Grafische Darstellung des City Safety Systems von Volvo Cars.

2008 – City Safety

Mit der ersten Generation des Volvo XC60 haben wir das automatische Notbremssystems City Safety serienmäßig in allen Neufahrzeugen eingeführt. Das System basierte auf Lasererkennung und wurde entwickelt, um das Risiko und die Folgen von Heckkollisionen bei Geschwindigkeiten von bis zu 30 km/h zu verringern.

Grafische Darstellung des Kollisionswarnsystems von Volvo Cars.

2010 – Fußgängererkennung mit vollautomatischer Bremse

Wir wollen, dass auch Menschen außerhalb unserer Fahrzeuge von unseren Sicherheitsinnovationen profitieren. Deshalb haben wir ein System entwickelt, das den Fahrer mithilfe von Radar und Kameras warnt, wenn jemand vor das Fahrzeug läuft. In diesem Fall bremst das Fahrzeug automatisch, falls der Fahrer dies versäumt.

Ein Volvo Fahrzeugsitz mit einer einzigartigen, energieabsorbierenden Funktion.

2014 – Road-off Road Protection-System

Volvo war der Pionier bei der Erforschung von Unfällen durch Abkommen von der Straße – meistens mit dem Ergebnis von Übermüdung, schlechtem Wetter oder fehlender Aufmerksamkeit des Fahrers. Wir haben uns darauf konzentriert, die Insassen durch das Straffen des Sicherheitsgurts fest im Sitz zu halten und führten eine einzigartige energieabsorbierende Funktion der Sitze ein, um Wirbelsäulenverletzungen zu minimieren.

Darstellung, wie Informationen zum Straßenzustand via cloudbasierter Kommunikation zwischen zwei Volvo ausgetauscht werden.

2016 – Connected Safety

Volvo definiert eine völlig neue Art von Verkehrssicherheitssystemen in einer Welt von vernetzten Fahrzeugen. Die vernetzten Innovationen - Warnung bei glatter Straße und Warnung bei Pannenfahrzeugen - nutzen die Cloud, um wichtige Daten zwischen Fahrzeugen auszutauschen und den Fahrer vor glatten Fahrbahnabschnitten oder vor Fahrzeugen mit eingeschalteter Warnblinkanlage zu warnen, damit er genug Zeit hat, seine Geschwindigkeit zu senken.

Volvo Cars Oncoming Lane Mitigation durch das Bremssystem grafisch dargestellt.

2018 – Oncoming Lane Mitigation

Oncoming Lane Mitigation ist eine weitere einzigartige Funktion von Volvo. Das System bremst für Sie, wenn Ihnen auf Ihrer Spur ein Fahrzeug entgegenkommt.

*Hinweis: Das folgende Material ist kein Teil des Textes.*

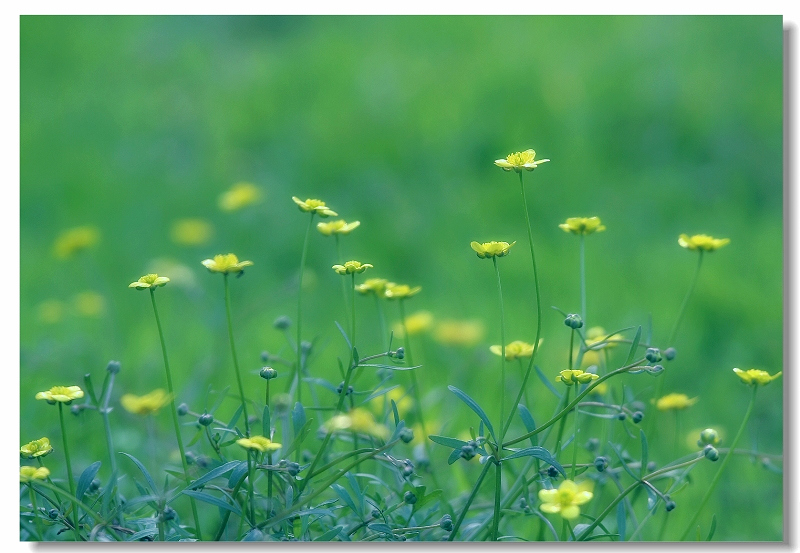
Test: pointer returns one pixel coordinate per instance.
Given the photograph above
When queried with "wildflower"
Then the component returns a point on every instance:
(755, 377)
(240, 195)
(191, 232)
(63, 394)
(73, 240)
(36, 448)
(575, 376)
(565, 500)
(26, 474)
(337, 227)
(146, 404)
(582, 225)
(149, 281)
(227, 263)
(702, 242)
(675, 402)
(351, 267)
(259, 443)
(315, 206)
(519, 161)
(491, 249)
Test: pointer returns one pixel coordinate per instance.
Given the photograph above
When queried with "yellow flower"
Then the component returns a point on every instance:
(491, 249)
(351, 267)
(400, 291)
(315, 206)
(575, 376)
(565, 500)
(63, 394)
(337, 227)
(191, 232)
(146, 404)
(240, 195)
(36, 448)
(73, 240)
(702, 242)
(26, 474)
(259, 443)
(225, 264)
(519, 161)
(583, 225)
(675, 402)
(756, 377)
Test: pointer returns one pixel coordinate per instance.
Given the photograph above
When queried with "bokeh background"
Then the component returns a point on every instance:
(658, 125)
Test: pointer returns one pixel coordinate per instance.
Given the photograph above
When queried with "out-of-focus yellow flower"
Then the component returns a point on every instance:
(575, 376)
(316, 206)
(36, 448)
(453, 332)
(351, 267)
(146, 404)
(566, 500)
(63, 394)
(756, 377)
(675, 402)
(358, 420)
(191, 232)
(519, 161)
(259, 443)
(337, 227)
(240, 195)
(491, 249)
(73, 240)
(582, 225)
(702, 242)
(26, 474)
(225, 263)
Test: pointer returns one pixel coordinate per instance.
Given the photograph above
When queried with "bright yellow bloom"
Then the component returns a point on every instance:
(756, 377)
(582, 225)
(259, 443)
(337, 227)
(702, 242)
(63, 394)
(316, 206)
(491, 249)
(566, 500)
(227, 263)
(240, 195)
(351, 267)
(675, 402)
(36, 448)
(26, 474)
(519, 161)
(191, 232)
(73, 240)
(146, 404)
(149, 281)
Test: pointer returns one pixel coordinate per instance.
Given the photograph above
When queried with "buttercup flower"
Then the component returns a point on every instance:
(582, 225)
(337, 227)
(62, 394)
(317, 206)
(755, 377)
(565, 500)
(146, 404)
(702, 242)
(519, 161)
(675, 402)
(149, 281)
(491, 249)
(36, 448)
(225, 263)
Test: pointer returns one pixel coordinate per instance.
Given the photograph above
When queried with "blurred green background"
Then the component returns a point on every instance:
(658, 125)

Wenn ein entgegenkommendes Fahrzeug auf Ihre Spur gerät und eine Kollision unvermeidbar ist, kann das System dabei helfen, die Geschwindigkeit Ihres Fahrzeugs zu reduzieren, um die Wucht der Kollision abzuschwächen.

Die E.V.A.-Initiative von Volvo - eine menschliche Silhouette die aus kleinen Lichtpartikeln besteht.

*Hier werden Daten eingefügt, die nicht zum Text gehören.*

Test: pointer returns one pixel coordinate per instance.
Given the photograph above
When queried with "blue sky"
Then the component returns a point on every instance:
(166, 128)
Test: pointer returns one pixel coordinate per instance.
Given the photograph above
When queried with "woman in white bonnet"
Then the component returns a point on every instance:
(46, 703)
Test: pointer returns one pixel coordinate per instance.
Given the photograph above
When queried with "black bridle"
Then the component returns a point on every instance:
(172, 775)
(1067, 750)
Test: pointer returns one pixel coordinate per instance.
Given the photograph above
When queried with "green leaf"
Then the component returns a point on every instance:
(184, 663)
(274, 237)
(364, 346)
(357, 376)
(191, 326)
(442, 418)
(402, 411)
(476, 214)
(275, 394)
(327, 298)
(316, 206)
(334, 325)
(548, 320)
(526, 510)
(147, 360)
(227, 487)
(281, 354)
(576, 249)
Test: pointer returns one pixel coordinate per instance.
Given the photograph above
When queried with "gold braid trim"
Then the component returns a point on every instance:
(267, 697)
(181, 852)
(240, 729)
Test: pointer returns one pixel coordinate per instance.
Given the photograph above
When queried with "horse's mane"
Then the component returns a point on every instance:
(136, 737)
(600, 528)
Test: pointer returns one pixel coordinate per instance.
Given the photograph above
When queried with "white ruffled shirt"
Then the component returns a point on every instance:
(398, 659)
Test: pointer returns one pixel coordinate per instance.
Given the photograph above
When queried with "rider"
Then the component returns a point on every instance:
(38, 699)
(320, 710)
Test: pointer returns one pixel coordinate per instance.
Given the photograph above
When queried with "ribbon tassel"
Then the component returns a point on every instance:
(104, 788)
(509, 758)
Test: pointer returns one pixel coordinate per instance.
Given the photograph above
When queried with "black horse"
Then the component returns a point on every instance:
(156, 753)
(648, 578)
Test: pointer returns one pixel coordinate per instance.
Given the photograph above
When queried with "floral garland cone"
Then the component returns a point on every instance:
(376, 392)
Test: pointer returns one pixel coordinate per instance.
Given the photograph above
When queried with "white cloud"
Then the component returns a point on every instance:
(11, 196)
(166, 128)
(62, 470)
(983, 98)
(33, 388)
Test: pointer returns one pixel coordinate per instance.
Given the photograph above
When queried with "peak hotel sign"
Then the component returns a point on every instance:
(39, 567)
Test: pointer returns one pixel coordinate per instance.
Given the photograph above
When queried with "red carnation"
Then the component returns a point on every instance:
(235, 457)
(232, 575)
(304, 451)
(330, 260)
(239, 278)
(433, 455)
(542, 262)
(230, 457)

2019 – Die E.V.A.-Initiative - Gleichwertige Fahrzeuge für alle

Wir sammeln seit den 1970er Jahren Unfall-Daten, um besser zu verstehen, was während einer Kollision passiert - unabhängig von Größe, Geschlecht oder Karosseriegröße. Innerhalb der E.V.A.-Initiative haben wir die Ergebnisse unserer Sicherheitsforschung in einer digitalen Bibliothek, wo sie von jedermann heruntergeladen werden können, leicht zugänglich gemacht. Für die Sicherheit von uns allen.

Ein Volvo-Fahrzeug überquert eine Brücke über einem Gewässer

2020 – Geschwindigkeitsbegrenzung

Um im Zusammenhang mit den Gefahren von überhöhter Geschwindigkeit ein starkes Signal zu senden, haben wir 2020 aller unsere Neufahrzeuge bei einer Höchstgeschwindigkeit von 180 km/h abgesichert. Diese Initiative zeigt, dass wir aktiv Verantwortung übernehmen können, um durch ein passiveres Fahrerverhalten das Ziel von null Verkehrstoten zu erreichen.